A imagem de Humberto Mauro é aquela da unidade entre homem e mundo, ao passo em que o documentário fragmenta essa dialética delicada por uma montagem constituída de truques, que favorecem uma organização intelectual dos processos do diretor e dividem a riqueza de seu mundo em eixos temáticos. Pois, em Humberto Mauro, o mundo é sempre múltiplo, tecido por contradições que se evidenciam nas fronteiras do plano (aí, inclusive, é onde reside o realismo e a potência de seus filmes). A beleza de sua obra está na relação com o espaço, na continuidade do tempo morto que só é possível através de uma montagem invisível, orgânica. Enquanto, em Humberto Mauro, primeiro mostram-se cenas do campo, depois de animais, em seguida dos engenhos e das cidades (onde ouvimos o cineasta falar sobre os aspectos comerciais no cinema), de modo que nada é integrado, o documentário elimina a unidade possível entre homem e mundo, tão própria ao universo mauriano.

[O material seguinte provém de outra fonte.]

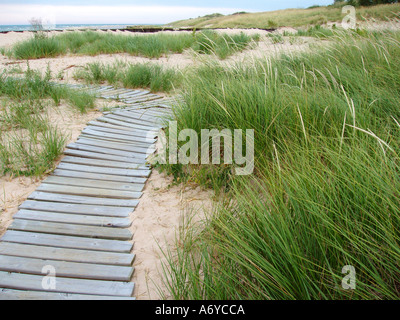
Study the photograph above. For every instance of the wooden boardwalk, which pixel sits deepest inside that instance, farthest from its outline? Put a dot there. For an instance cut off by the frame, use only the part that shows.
(76, 223)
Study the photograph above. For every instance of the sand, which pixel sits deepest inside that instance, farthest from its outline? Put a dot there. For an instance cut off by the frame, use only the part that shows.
(159, 215)
(67, 65)
(15, 190)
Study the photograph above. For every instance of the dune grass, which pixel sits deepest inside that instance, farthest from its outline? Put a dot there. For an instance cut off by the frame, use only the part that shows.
(30, 143)
(141, 75)
(324, 193)
(223, 46)
(291, 17)
(95, 43)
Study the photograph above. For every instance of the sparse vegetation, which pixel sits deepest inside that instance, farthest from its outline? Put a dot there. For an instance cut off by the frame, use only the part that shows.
(30, 143)
(292, 17)
(324, 193)
(148, 75)
(94, 43)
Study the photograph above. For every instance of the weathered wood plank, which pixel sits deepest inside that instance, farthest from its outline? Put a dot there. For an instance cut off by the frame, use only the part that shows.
(70, 230)
(52, 197)
(52, 240)
(143, 123)
(147, 137)
(128, 147)
(66, 285)
(89, 192)
(73, 218)
(108, 139)
(66, 269)
(113, 126)
(125, 124)
(94, 184)
(10, 294)
(98, 176)
(71, 208)
(111, 171)
(104, 163)
(65, 254)
(91, 148)
(138, 115)
(101, 156)
(120, 153)
(119, 137)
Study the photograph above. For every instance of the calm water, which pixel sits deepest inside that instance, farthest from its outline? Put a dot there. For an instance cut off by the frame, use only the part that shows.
(63, 27)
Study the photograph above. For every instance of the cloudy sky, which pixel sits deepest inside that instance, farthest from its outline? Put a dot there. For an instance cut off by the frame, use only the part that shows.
(132, 11)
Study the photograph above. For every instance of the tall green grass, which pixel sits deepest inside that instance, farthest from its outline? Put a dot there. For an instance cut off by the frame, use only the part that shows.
(94, 43)
(29, 143)
(35, 86)
(324, 191)
(140, 75)
(210, 42)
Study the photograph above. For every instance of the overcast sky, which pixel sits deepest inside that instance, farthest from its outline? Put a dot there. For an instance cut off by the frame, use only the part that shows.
(131, 11)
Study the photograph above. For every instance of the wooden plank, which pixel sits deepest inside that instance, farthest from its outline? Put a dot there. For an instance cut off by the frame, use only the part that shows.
(101, 156)
(66, 285)
(65, 254)
(148, 137)
(66, 269)
(139, 115)
(102, 170)
(44, 196)
(128, 147)
(113, 126)
(73, 218)
(94, 184)
(143, 123)
(93, 210)
(104, 163)
(70, 230)
(120, 153)
(102, 147)
(144, 99)
(125, 124)
(140, 94)
(98, 176)
(105, 138)
(119, 137)
(89, 192)
(10, 294)
(52, 240)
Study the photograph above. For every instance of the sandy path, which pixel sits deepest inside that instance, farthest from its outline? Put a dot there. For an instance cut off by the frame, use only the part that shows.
(15, 190)
(159, 215)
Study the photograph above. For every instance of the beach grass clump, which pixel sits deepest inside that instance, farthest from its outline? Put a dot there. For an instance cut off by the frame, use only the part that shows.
(29, 142)
(36, 48)
(140, 75)
(30, 153)
(323, 196)
(95, 43)
(35, 86)
(151, 46)
(222, 45)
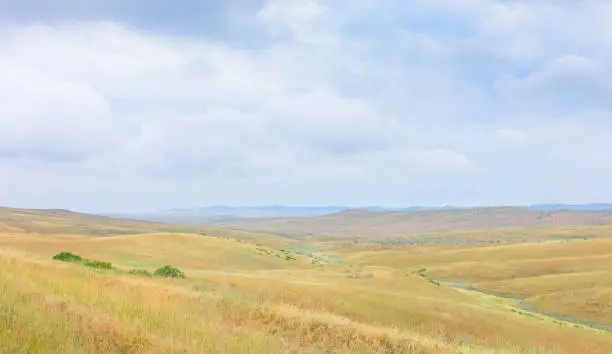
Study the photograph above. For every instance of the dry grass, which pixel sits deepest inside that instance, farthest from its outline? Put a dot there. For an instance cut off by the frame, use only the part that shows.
(242, 298)
(361, 223)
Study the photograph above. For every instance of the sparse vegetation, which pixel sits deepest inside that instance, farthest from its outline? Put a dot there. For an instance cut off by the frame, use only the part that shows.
(169, 271)
(67, 257)
(140, 272)
(92, 263)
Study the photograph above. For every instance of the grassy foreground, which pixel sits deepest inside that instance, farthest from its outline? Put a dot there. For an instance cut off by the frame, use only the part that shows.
(241, 297)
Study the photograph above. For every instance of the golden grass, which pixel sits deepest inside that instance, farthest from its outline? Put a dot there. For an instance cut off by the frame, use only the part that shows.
(239, 297)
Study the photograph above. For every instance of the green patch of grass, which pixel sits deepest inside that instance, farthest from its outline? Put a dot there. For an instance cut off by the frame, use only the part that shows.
(67, 257)
(92, 263)
(140, 272)
(169, 272)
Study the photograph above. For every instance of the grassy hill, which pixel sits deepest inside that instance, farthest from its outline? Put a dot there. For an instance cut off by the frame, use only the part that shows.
(252, 293)
(362, 223)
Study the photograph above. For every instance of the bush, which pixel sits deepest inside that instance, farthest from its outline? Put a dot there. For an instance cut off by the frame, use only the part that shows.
(169, 272)
(67, 257)
(140, 272)
(99, 264)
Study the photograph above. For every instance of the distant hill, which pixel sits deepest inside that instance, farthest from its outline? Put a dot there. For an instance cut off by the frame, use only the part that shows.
(594, 206)
(233, 215)
(387, 223)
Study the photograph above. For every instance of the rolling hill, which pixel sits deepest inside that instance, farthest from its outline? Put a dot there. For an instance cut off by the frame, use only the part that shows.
(368, 223)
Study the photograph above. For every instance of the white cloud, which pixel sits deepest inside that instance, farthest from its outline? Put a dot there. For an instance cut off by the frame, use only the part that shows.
(166, 119)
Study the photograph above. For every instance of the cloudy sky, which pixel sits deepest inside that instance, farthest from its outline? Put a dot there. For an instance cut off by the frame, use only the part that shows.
(144, 105)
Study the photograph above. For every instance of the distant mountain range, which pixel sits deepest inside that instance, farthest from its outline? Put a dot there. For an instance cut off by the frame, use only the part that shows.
(221, 213)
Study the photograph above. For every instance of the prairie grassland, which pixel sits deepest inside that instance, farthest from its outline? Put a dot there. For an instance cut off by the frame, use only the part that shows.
(250, 306)
(569, 278)
(247, 297)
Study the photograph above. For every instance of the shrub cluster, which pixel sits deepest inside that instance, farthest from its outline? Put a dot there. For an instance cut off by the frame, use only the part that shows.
(67, 257)
(169, 272)
(140, 272)
(166, 271)
(98, 264)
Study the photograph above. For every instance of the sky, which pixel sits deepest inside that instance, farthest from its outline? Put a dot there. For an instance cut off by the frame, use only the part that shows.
(147, 105)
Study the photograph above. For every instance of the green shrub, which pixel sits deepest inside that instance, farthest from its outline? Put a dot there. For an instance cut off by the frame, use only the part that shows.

Ao ordenar o filme a partir de uma montagem dialética, na qual o sentido está na relação entre imagens (em oposição ao conteúdo imanente a elas), o que se tem é um cinema muito menos próximo da obra de Mauro que, por exemplo, da de Mario Peixoto – diretor de Limite (1931), obra-prima que historicamente é tida como o lado oposto das vanguardas cinematográficas dos anos 1920-30 e que, inclusive, dá as caras em dado momento do documentário. Tentativa de trazer um contraponto histórico aos filmes de Mauro? Difícil saber mas, independente da intenção, a imagem parece descontextualizada.
Embora a estrutura do filme trilhe por um caminho um tanto contraditório, a seleção das imagens e a composição de uma narrativa sustentam sua 1h30, de modo que a obra se assemelha a uma memória, como se um neto relembrasse as falas longínquas de seu avô – há um momento, inclusive, em que ele envia uma mensagem aos netos, a ser lida no futuro, pedindo-lhes que respondam se a Terra é mesmo azul, vista do espaço. Por esse motivo, é impossível não ver beleza nas associações entre crianças correndo nos filmes de Mauro; na inauguração, ao lado de sua família, de uma avenida em seu nome; nas falas que reivindicam uma paixão pelo cinema brasileiro e a criação de uma indústria nacional; ou mesmo quando o filme rebobina e árvores derrubadas pelo desmatamento voltam a fincar-se no chão.
Apesar de existirem imagens contemporâneas, produzidas para o documentário, lhe faz falta revisitar esse mundo pelo qual Humberto Mauro era tão apaixonado, desvendar novas formas que não apenas se alimentem dos filmes por ele realizados, mas também de um mundo real que, para Mauro, era muito mais importante que a arte. Claro, é um desafio imenso realizar um documentário sobre um dos maiores documentaristas do Brasil – e que inclusive critica os documentários contemporâneos feitos de entrevistas. Mas entre a decomposição de seus filmes sob novo formato ou assistí-los em sua unidade original, a escolha não é difícil, visto que neles há sempre algo novo a se descobrir. Pois Humberto Mauro, mesmo em seus filmes centenários, sempre será contemporâneo – já dizia Paulo César Saraceni, “o Cinema Novo é questão de verdade, e não de idade”.
Biografia
Luca Scupino é cineasta independente, pesquisador e crítico, formado em Cinema pela FAAP, onde dirigiu e roteirizou 4 curtas-metragens. Atualmente pesquisa na área de história do cinema e teoria estética, e escreve artigos para diferentes meios. É cinéfilo desde que se entende por gente.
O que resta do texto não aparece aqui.